The nearest large city to Katoria is Kolkata in west Bengal, and Patna in Bihar.

Radhanagar is a village near to Katoria. Radhanagar is situated 4 km from the main market of Katoria.

Jaipur is a Village in Katoria Block in Banka District of Bihar State, India. It belongs to Bhagalpur Division . It is located 33 KM towards South from District head quarters Banka. 222 KM from State capital Patna 

Jaipur Pin code is 813106 and postal head office is Katoria . 

Jaipur is surrounded by Chandan Block towards South , Mohanpur Block towards South , Deoghar Block towards South , Belhar Block towards North . 

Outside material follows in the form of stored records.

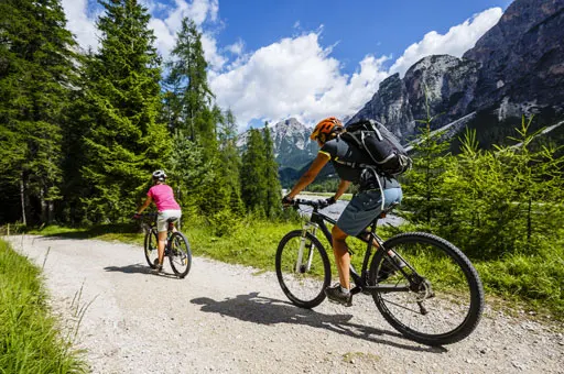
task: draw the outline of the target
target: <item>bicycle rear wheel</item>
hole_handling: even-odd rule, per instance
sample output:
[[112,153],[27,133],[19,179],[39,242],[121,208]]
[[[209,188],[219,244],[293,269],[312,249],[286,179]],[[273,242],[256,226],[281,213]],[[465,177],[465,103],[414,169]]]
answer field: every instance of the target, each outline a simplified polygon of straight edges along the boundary
[[173,232],[170,240],[169,261],[174,274],[184,278],[192,266],[192,251],[188,240],[182,232]]
[[276,276],[286,297],[296,306],[313,308],[325,299],[330,264],[317,238],[302,230],[289,232],[278,245]]
[[[409,287],[409,292],[372,294],[378,309],[394,329],[429,345],[455,343],[476,329],[484,309],[484,289],[478,273],[460,250],[423,232],[393,237],[383,248],[393,250],[408,264],[386,275],[383,283]],[[389,272],[387,258],[383,251],[372,258],[372,284]]]
[[145,260],[151,268],[155,268],[154,261],[159,258],[159,238],[156,235],[156,229],[152,228],[145,233],[144,240],[144,252]]

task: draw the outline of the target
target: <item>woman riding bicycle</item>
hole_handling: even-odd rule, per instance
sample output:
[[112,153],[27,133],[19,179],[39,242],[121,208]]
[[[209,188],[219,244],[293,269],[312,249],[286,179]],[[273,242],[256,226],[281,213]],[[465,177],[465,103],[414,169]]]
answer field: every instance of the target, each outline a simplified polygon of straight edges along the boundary
[[333,251],[340,282],[325,289],[329,300],[350,306],[352,300],[349,279],[350,255],[345,241],[349,235],[360,234],[380,215],[382,191],[384,208],[388,208],[390,205],[401,201],[402,190],[394,178],[377,175],[373,170],[349,166],[350,163],[370,164],[370,158],[338,136],[344,131],[343,123],[335,117],[326,118],[317,123],[310,136],[311,140],[317,141],[321,147],[317,157],[290,194],[282,199],[282,204],[292,204],[294,197],[314,182],[329,161],[335,167],[340,183],[335,195],[326,200],[327,205],[335,204],[351,183],[359,185],[358,194],[350,200],[332,230]]
[[[169,220],[177,221],[182,217],[180,205],[174,199],[174,191],[171,186],[166,185],[166,174],[164,170],[155,170],[153,173],[153,186],[147,193],[145,202],[139,208],[134,218],[139,218],[143,210],[154,201],[159,215],[156,217],[156,230],[159,231],[159,258],[155,260],[155,270],[163,270],[164,248],[166,245],[166,231]],[[176,231],[176,229],[173,229]]]

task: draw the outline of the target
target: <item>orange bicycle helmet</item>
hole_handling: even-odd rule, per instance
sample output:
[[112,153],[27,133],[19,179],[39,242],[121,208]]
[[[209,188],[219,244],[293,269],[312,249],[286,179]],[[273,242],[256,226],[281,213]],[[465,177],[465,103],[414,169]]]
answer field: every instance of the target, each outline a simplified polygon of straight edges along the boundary
[[324,120],[321,120],[319,123],[313,129],[312,134],[310,135],[311,140],[321,140],[325,142],[327,136],[336,131],[343,130],[343,123],[335,117],[328,117]]

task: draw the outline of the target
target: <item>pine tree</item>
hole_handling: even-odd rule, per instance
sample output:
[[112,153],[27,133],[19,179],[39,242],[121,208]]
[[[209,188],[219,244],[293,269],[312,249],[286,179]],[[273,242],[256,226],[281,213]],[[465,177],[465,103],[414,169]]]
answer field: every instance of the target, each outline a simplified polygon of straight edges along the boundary
[[204,58],[202,34],[194,21],[185,18],[169,63],[171,74],[165,80],[169,124],[182,130],[212,157],[217,151],[216,123],[220,111],[212,108],[214,95],[207,84],[207,62]]
[[441,201],[444,172],[448,164],[449,143],[442,141],[442,133],[431,131],[431,118],[420,121],[425,125],[413,145],[413,167],[403,185],[405,200],[402,204],[408,220],[432,230],[448,209]]
[[264,215],[267,200],[264,140],[259,130],[249,131],[247,150],[242,155],[241,195],[247,210]]
[[225,120],[219,129],[219,152],[224,179],[229,188],[229,206],[234,213],[240,215],[245,207],[241,200],[239,170],[241,157],[237,148],[237,123],[230,109],[225,114]]
[[93,186],[83,205],[89,220],[116,221],[135,209],[150,173],[165,168],[170,144],[161,110],[160,57],[137,0],[100,0],[101,47],[88,68],[94,109],[85,134],[83,177]]
[[274,144],[270,135],[268,122],[264,123],[264,131],[262,132],[264,139],[264,178],[267,196],[264,200],[264,211],[268,217],[276,217],[281,212],[280,199],[282,198],[282,187],[280,186],[280,178],[278,175],[278,163],[274,155]]
[[57,0],[0,3],[0,158],[21,220],[48,222],[59,184],[62,124],[76,43]]

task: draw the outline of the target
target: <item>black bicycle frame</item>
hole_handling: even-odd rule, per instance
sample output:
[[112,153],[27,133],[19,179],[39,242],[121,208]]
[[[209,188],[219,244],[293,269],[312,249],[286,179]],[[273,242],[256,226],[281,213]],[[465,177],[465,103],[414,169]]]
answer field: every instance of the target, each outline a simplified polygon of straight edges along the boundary
[[[355,266],[352,266],[352,264],[350,264],[350,266],[349,266],[350,277],[355,282],[355,288],[352,288],[350,290],[352,293],[352,295],[361,293],[361,292],[375,294],[375,293],[389,293],[389,292],[398,293],[398,292],[409,292],[410,290],[410,287],[408,287],[408,286],[393,286],[393,285],[379,285],[379,284],[370,286],[368,283],[368,280],[369,280],[368,279],[368,276],[369,276],[368,267],[369,267],[370,258],[372,256],[372,242],[376,241],[378,243],[379,248],[381,250],[384,250],[382,239],[376,234],[376,227],[377,227],[379,218],[380,217],[377,217],[373,220],[373,222],[370,223],[370,226],[369,226],[370,231],[365,230],[356,237],[357,239],[366,242],[367,245],[366,245],[365,258],[362,261],[362,270],[360,272],[360,275],[357,273],[357,271],[355,270]],[[334,220],[333,218],[321,213],[317,210],[317,208],[313,208],[312,216],[310,218],[310,222],[317,224],[317,227],[322,230],[323,234],[325,235],[325,238],[327,239],[327,241],[330,243],[330,245],[333,248],[333,235],[330,234],[329,229],[327,229],[327,226],[325,224],[326,221],[329,222],[330,224],[337,223],[337,221]],[[349,253],[350,253],[350,251],[349,251]],[[390,254],[388,254],[387,251],[384,253],[388,257],[391,258]],[[398,271],[402,272],[403,275],[406,276],[408,279],[410,279],[410,277],[408,276],[408,274],[404,273],[403,270],[400,268]],[[410,279],[410,283],[411,283],[411,279]]]

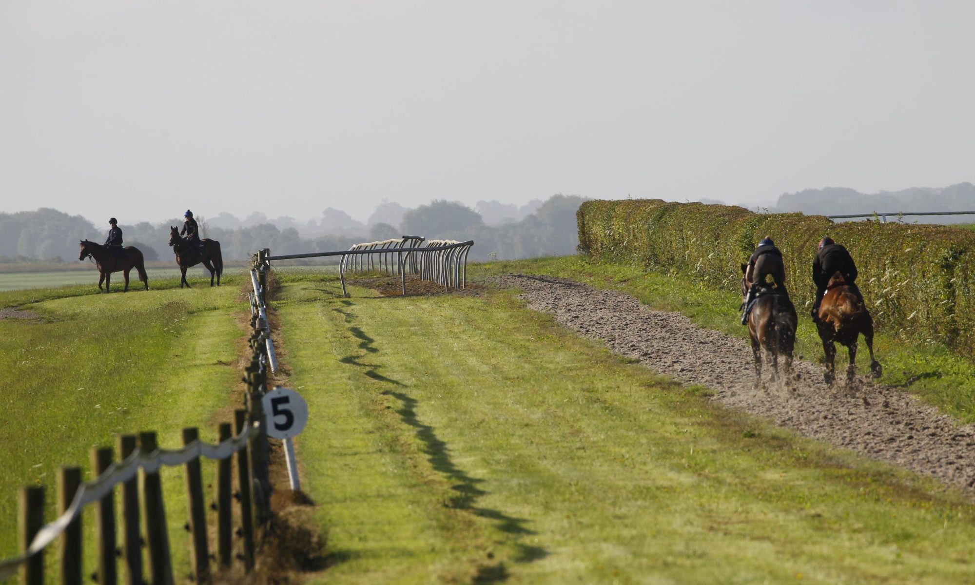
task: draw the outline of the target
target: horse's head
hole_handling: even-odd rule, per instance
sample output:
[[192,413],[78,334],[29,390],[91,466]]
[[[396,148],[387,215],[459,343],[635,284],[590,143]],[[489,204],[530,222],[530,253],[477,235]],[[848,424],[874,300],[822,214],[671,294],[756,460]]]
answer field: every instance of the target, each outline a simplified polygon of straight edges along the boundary
[[839,272],[838,270],[837,270],[837,272],[833,276],[830,277],[830,282],[827,283],[826,288],[827,289],[832,289],[833,287],[838,287],[840,285],[845,285],[845,284],[846,284],[846,279],[843,278],[843,275],[842,275],[841,272]]
[[82,240],[78,244],[81,247],[81,251],[78,254],[79,260],[84,260],[88,256],[92,255],[92,251],[89,247],[89,245],[92,244],[92,242],[89,242],[88,240]]

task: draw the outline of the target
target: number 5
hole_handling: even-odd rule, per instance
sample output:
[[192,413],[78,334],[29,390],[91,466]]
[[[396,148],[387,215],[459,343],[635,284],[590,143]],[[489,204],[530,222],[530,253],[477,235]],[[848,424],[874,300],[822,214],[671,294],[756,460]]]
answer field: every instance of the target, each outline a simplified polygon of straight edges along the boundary
[[[292,428],[292,424],[294,424],[294,414],[292,413],[291,410],[286,408],[280,408],[280,407],[285,407],[290,403],[291,403],[291,397],[288,396],[279,396],[277,398],[271,399],[271,413],[274,415],[275,418],[274,428],[279,431],[287,431],[288,429]],[[277,420],[278,416],[285,417],[284,424],[278,422]]]

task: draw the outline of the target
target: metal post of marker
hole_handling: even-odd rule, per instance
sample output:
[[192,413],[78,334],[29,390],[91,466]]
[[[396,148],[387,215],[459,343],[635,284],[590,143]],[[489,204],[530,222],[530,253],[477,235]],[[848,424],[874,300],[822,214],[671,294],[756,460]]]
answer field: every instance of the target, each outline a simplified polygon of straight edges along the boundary
[[285,442],[285,460],[288,463],[288,480],[292,491],[300,491],[297,458],[292,438],[304,430],[308,423],[308,405],[301,395],[290,388],[277,386],[261,399],[264,407],[264,424],[267,436]]

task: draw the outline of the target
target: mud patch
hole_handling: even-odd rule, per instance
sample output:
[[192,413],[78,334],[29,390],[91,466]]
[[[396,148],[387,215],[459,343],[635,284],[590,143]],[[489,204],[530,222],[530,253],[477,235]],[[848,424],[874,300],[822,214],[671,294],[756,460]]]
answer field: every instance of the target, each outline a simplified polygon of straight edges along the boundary
[[[858,376],[831,389],[823,367],[796,360],[788,386],[753,387],[748,343],[704,330],[680,313],[654,311],[615,291],[554,277],[505,275],[532,309],[585,337],[682,382],[716,391],[713,400],[871,457],[975,488],[975,427],[889,386]],[[866,370],[866,356],[860,357]],[[882,357],[880,358],[882,362]]]

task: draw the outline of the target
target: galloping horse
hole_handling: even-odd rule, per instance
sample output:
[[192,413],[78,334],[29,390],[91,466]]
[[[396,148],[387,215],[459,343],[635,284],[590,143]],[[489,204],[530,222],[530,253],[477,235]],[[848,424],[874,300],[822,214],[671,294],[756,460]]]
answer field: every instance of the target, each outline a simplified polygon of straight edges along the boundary
[[112,272],[122,271],[125,274],[125,291],[129,290],[129,271],[134,267],[138,271],[138,280],[145,283],[145,290],[149,290],[149,277],[145,274],[145,265],[142,261],[142,253],[137,248],[126,246],[122,249],[123,257],[115,255],[108,248],[97,242],[81,241],[81,254],[79,260],[84,260],[88,256],[95,258],[95,264],[98,267],[101,276],[98,278],[98,290],[101,290],[101,283],[105,283],[105,292],[108,292],[108,286],[112,280]]
[[200,254],[195,246],[187,244],[186,240],[179,236],[177,228],[170,226],[170,246],[173,247],[173,254],[176,255],[176,264],[179,265],[179,270],[182,272],[182,280],[179,281],[180,289],[183,285],[189,287],[189,283],[186,282],[186,269],[190,266],[196,266],[200,262],[203,262],[207,270],[210,270],[210,286],[214,286],[214,275],[216,275],[216,286],[220,286],[220,275],[223,274],[220,243],[210,238],[204,238],[200,242],[203,243],[203,254]]
[[836,380],[837,347],[834,343],[846,346],[850,355],[850,364],[846,368],[846,383],[853,381],[856,372],[856,346],[860,333],[870,350],[870,370],[874,377],[879,377],[882,372],[880,363],[874,358],[874,320],[864,304],[860,291],[853,285],[846,284],[843,276],[837,272],[830,279],[819,305],[819,318],[816,329],[819,338],[823,341],[823,351],[826,352],[826,373],[823,377],[828,384]]
[[[742,264],[742,274],[748,266]],[[748,295],[751,283],[741,279],[742,303]],[[755,385],[761,381],[761,350],[765,350],[765,361],[772,366],[772,381],[779,371],[779,356],[785,361],[785,375],[788,379],[792,371],[793,349],[796,346],[796,326],[799,317],[796,307],[784,290],[768,286],[760,289],[748,315],[748,333],[752,339],[752,355],[755,357]]]

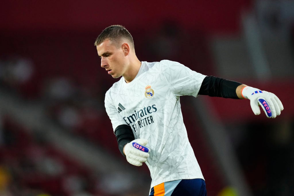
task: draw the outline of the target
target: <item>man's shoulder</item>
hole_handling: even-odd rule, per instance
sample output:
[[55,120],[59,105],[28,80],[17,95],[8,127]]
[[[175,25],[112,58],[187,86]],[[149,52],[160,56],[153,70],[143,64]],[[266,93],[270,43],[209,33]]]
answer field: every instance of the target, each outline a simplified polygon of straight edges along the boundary
[[181,65],[178,62],[170,60],[161,60],[159,62],[145,62],[148,69],[151,68],[160,69],[162,68],[170,67],[174,65]]

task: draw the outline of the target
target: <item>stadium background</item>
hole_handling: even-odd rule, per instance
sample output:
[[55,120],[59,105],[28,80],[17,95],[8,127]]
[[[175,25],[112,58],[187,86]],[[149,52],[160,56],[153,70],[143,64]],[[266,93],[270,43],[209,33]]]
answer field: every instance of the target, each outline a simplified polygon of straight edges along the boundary
[[1,3],[0,195],[148,195],[148,169],[121,156],[104,109],[116,80],[93,43],[114,24],[141,60],[178,61],[280,98],[274,120],[248,101],[181,103],[208,195],[293,195],[293,1],[100,1]]

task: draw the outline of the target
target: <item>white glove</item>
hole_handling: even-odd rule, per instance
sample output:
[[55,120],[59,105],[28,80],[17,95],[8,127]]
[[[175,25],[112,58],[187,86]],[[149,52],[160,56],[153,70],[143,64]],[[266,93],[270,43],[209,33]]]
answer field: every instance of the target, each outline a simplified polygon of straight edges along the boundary
[[241,93],[244,98],[250,100],[251,108],[255,115],[260,114],[258,104],[268,118],[275,118],[284,109],[281,101],[273,93],[250,86],[243,88]]
[[139,138],[126,144],[123,151],[128,162],[136,166],[141,166],[146,162],[149,157],[149,149],[144,146],[147,143],[147,140]]

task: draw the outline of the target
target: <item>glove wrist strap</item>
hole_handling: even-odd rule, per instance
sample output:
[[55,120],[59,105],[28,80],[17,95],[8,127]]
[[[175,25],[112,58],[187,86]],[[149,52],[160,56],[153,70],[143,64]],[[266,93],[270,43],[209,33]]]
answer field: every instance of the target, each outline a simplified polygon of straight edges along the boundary
[[242,96],[245,99],[250,99],[250,97],[254,94],[256,93],[256,92],[262,92],[258,88],[253,88],[251,86],[245,86],[243,87],[241,91]]

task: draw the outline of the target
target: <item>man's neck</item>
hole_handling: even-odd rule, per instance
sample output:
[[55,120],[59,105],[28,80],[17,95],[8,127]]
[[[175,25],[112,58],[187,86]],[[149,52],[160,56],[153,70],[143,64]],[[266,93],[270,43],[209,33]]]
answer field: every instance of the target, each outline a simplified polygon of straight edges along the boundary
[[127,83],[131,82],[135,79],[141,67],[141,62],[138,58],[132,63],[129,68],[128,74],[123,76],[125,81]]

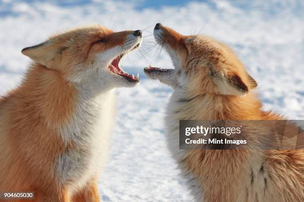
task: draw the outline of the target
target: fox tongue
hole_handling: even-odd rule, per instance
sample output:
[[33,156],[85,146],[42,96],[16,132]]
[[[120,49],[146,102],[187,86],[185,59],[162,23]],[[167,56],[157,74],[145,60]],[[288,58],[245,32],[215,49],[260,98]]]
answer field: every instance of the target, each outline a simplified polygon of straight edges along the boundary
[[119,74],[120,73],[120,71],[119,71],[120,70],[118,69],[118,68],[116,67],[115,67],[114,65],[113,65],[112,64],[110,64],[110,66],[109,67],[110,68],[110,69],[111,70],[111,71],[112,71],[115,73]]

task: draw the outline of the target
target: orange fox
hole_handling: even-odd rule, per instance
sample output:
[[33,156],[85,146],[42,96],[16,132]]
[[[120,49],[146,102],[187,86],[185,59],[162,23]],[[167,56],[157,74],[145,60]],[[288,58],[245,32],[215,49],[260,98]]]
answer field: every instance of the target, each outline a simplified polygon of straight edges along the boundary
[[142,40],[140,30],[94,26],[22,50],[33,63],[0,99],[0,193],[34,192],[34,202],[99,201],[114,90],[140,82],[119,63]]
[[[184,36],[157,23],[156,42],[174,69],[145,73],[171,86],[165,118],[167,145],[196,201],[304,201],[304,150],[179,150],[179,121],[278,120],[262,110],[256,82],[232,51],[205,36]],[[251,131],[251,136],[260,135]]]

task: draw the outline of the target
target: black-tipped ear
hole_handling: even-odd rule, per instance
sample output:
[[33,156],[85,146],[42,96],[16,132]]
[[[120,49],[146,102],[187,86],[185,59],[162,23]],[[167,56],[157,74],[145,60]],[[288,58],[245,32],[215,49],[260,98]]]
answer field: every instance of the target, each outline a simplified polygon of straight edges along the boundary
[[248,87],[237,74],[218,77],[216,83],[218,93],[221,95],[243,96],[248,92]]
[[52,66],[50,62],[61,54],[61,50],[64,48],[63,46],[50,40],[38,45],[25,48],[21,52],[35,62],[50,68],[50,66]]
[[256,81],[251,77],[251,76],[249,75],[249,74],[246,72],[246,74],[247,74],[247,77],[248,78],[248,80],[250,82],[250,85],[251,89],[254,89],[257,87],[257,83]]

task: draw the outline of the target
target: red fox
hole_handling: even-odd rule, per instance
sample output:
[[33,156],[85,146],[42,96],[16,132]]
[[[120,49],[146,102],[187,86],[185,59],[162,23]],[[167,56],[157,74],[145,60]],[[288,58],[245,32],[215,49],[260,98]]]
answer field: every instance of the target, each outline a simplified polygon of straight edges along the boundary
[[165,118],[167,145],[196,201],[304,201],[303,150],[179,150],[179,120],[284,118],[262,110],[256,82],[226,45],[160,23],[153,35],[175,69],[144,71],[173,89]]
[[114,89],[140,82],[119,64],[142,40],[141,30],[95,25],[22,50],[33,62],[0,99],[0,193],[34,192],[31,202],[99,201]]

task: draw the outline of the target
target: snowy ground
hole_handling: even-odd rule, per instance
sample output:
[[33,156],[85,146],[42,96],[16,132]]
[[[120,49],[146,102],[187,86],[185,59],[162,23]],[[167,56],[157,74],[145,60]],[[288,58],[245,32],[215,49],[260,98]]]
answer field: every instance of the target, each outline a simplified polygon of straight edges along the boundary
[[[161,22],[227,43],[257,80],[266,109],[304,119],[303,1],[208,0],[153,8],[139,6],[140,0],[86,1],[0,0],[0,94],[15,86],[26,70],[29,60],[21,50],[56,31],[99,23],[117,31],[147,28],[148,36]],[[125,70],[140,73],[142,82],[117,91],[117,123],[99,191],[103,201],[190,201],[165,147],[162,118],[172,91],[142,70],[149,63],[170,67],[171,62],[163,51],[149,50],[152,36],[145,39],[145,57],[137,51],[123,61]]]

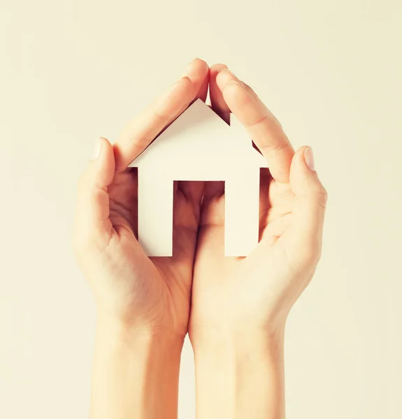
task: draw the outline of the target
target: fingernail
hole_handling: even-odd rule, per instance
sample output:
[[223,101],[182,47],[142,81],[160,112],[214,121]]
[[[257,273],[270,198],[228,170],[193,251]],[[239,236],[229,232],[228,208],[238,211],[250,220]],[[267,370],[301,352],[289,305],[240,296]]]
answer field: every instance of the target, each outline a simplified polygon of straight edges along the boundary
[[231,70],[229,70],[227,67],[226,68],[222,68],[221,70],[221,73],[222,71],[227,71],[227,73],[229,73],[229,74],[231,74],[233,75],[233,77],[234,77],[236,79],[238,79],[238,78],[236,75],[236,74]]
[[313,149],[310,147],[308,147],[304,150],[304,161],[307,167],[313,172],[315,171],[315,167],[314,165],[314,155],[313,154]]
[[194,62],[194,61],[196,59],[196,58],[194,58],[191,62],[189,62],[187,64],[187,66],[186,67],[186,69],[183,71],[180,78],[182,78],[183,77],[186,77],[187,75],[188,75],[189,73],[190,73],[190,70],[191,70],[192,64]]
[[101,151],[101,138],[98,138],[96,142],[95,143],[95,146],[94,147],[94,152],[92,153],[92,160],[95,160],[95,159],[97,159],[98,156],[99,155],[99,152]]
[[228,68],[229,72],[233,75],[233,77],[236,77],[236,78],[238,78],[237,75],[231,71]]

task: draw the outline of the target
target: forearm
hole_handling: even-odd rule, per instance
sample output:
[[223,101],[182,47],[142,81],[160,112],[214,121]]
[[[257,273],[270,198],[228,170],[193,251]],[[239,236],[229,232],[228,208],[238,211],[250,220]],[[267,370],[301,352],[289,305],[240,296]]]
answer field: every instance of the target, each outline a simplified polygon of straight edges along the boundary
[[100,318],[91,419],[175,419],[182,340]]
[[283,332],[208,335],[193,345],[197,419],[283,419]]

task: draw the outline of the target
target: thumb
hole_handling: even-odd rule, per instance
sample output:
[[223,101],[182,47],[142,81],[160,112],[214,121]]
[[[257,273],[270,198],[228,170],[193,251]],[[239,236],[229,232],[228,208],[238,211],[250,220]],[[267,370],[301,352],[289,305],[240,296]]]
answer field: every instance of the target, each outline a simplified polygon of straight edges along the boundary
[[296,254],[308,263],[321,255],[327,193],[318,178],[311,147],[294,154],[290,166],[290,188],[294,194],[293,221],[289,233]]
[[113,230],[108,186],[115,176],[115,156],[108,140],[100,138],[98,141],[93,159],[78,183],[74,231],[78,248],[103,247]]

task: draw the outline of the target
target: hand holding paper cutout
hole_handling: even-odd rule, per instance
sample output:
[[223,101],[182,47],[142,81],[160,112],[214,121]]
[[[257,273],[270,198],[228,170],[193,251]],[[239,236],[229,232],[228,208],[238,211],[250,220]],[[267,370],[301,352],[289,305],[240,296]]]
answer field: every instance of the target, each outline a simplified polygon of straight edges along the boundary
[[220,331],[281,330],[320,257],[326,192],[310,147],[294,152],[278,120],[225,66],[210,71],[214,110],[246,127],[261,169],[260,242],[246,258],[224,256],[224,185],[206,184],[194,265],[192,341]]
[[193,61],[185,76],[127,124],[80,179],[74,242],[82,270],[102,314],[141,329],[187,331],[194,256],[203,186],[175,184],[175,252],[149,258],[136,239],[136,171],[134,160],[196,98],[205,101],[208,67]]

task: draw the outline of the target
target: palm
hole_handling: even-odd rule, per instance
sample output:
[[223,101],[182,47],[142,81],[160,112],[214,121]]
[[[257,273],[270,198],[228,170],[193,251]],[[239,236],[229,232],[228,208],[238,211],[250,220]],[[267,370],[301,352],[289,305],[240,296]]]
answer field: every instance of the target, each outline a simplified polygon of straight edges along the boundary
[[129,169],[116,174],[108,190],[109,218],[113,234],[119,237],[113,252],[122,267],[119,286],[113,281],[108,292],[117,294],[115,300],[122,304],[124,316],[132,316],[135,309],[136,312],[149,314],[150,318],[145,320],[152,324],[163,321],[184,335],[203,186],[199,182],[175,184],[173,256],[148,258],[136,238],[137,184],[137,170]]
[[211,68],[211,104],[227,122],[230,110],[236,113],[268,160],[271,171],[261,175],[260,242],[245,258],[224,256],[224,186],[207,184],[194,264],[193,335],[199,329],[264,328],[282,321],[320,256],[323,206],[317,198],[326,193],[301,157],[306,149],[295,154],[257,95],[234,80],[222,66]]

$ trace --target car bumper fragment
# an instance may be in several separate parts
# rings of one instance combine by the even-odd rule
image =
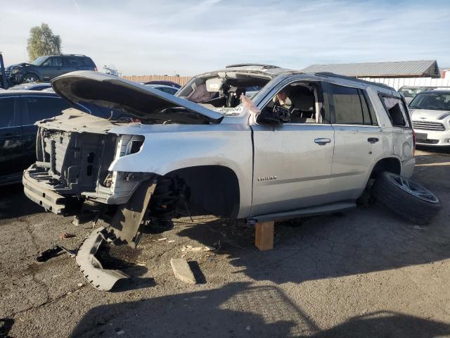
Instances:
[[[78,249],[75,261],[84,277],[94,287],[101,291],[110,291],[117,281],[129,278],[119,270],[103,269],[95,254],[108,235],[106,228],[101,227],[89,234]]]

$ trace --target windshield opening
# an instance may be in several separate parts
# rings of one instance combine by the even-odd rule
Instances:
[[[39,56],[33,62],[31,63],[32,65],[41,65],[44,61],[47,59],[47,56]]]
[[[409,108],[437,111],[450,110],[450,92],[418,94],[409,104]]]

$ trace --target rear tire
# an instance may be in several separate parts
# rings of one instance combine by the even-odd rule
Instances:
[[[377,201],[417,224],[428,224],[441,208],[437,197],[422,185],[399,175],[383,171],[373,187]]]

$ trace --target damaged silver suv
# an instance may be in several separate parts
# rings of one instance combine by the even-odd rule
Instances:
[[[73,104],[136,118],[70,108],[37,123],[25,192],[56,214],[90,211],[107,220],[90,245],[101,235],[135,246],[148,220],[286,219],[352,208],[369,192],[420,223],[439,208],[408,179],[411,123],[401,96],[382,84],[245,64],[195,76],[175,96],[89,71],[52,86]],[[240,99],[249,92],[253,109]]]

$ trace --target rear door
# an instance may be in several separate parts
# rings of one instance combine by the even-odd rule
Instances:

Deoghar , Banka , Jhajha , Amarpur are the near by Cities to Jaipur.

	Jaipur
From Baidyanath Dham Deoghar to Jaipur can be reached by Bus Auto or Taxi. In the way of Deoghar Hansdiha road, to take left from Jaipur More just after Mohanpur. About 8 k.m. distance is from jaipur More and 25 l.m. from Baidyanath Dham. Jaipur is known as the village of Jagdish Prasad Sah. Jagdish Prasad Sah was a renowned Mahajan of Bhagalpur Division and Santhal Pargana Division. He was the richest person of Banka District. He was the Mukhiya (head) of the Jaipur panchayat for 25 consecutive years. The present four Panchayats were then part of Jaipur Panchayat. He had a one-sided rule in the Jaipur Panchayat (present four panchayat). He was Zamindar (landlord) of Eastern Katoria. His mansion was known for a lot of robberies and raids.

Language 
Angika is the local language in Katoria. People also speak Hindi and Santhali. The total population of Katoria Block is 146,613, living in 23,777 houses spread across a total of 223 villages and 16 panchayats. Males are 76,328 and Females are 70,285

Weather and Climate of Katoria Block 
In summer, the highest day temperature in Katoria is in between 29 °C to 44 °C .

Average monthly temperatures: January 16 °C, February 20 °C, March 27 °C, April 32 °C, May 35 °C.

How to reach Katoria Block

By Road 
There are frequent buses which arrive regularly from Deoghar, Jasidih, Banka, Bhagalpur and Sultanganj. It is approximately 35 km from Deoghar. One can also hire a private auto rickshaw or car.

By Rail 
The railway station is approximately 1.5 km from the centre. A local train leaves daily between Jasidih/Deoghar and Banka. Jaisidih is on the main line and is well connected to all big cities. All major trains stop here, including Rajdhani and Shatabdi Express.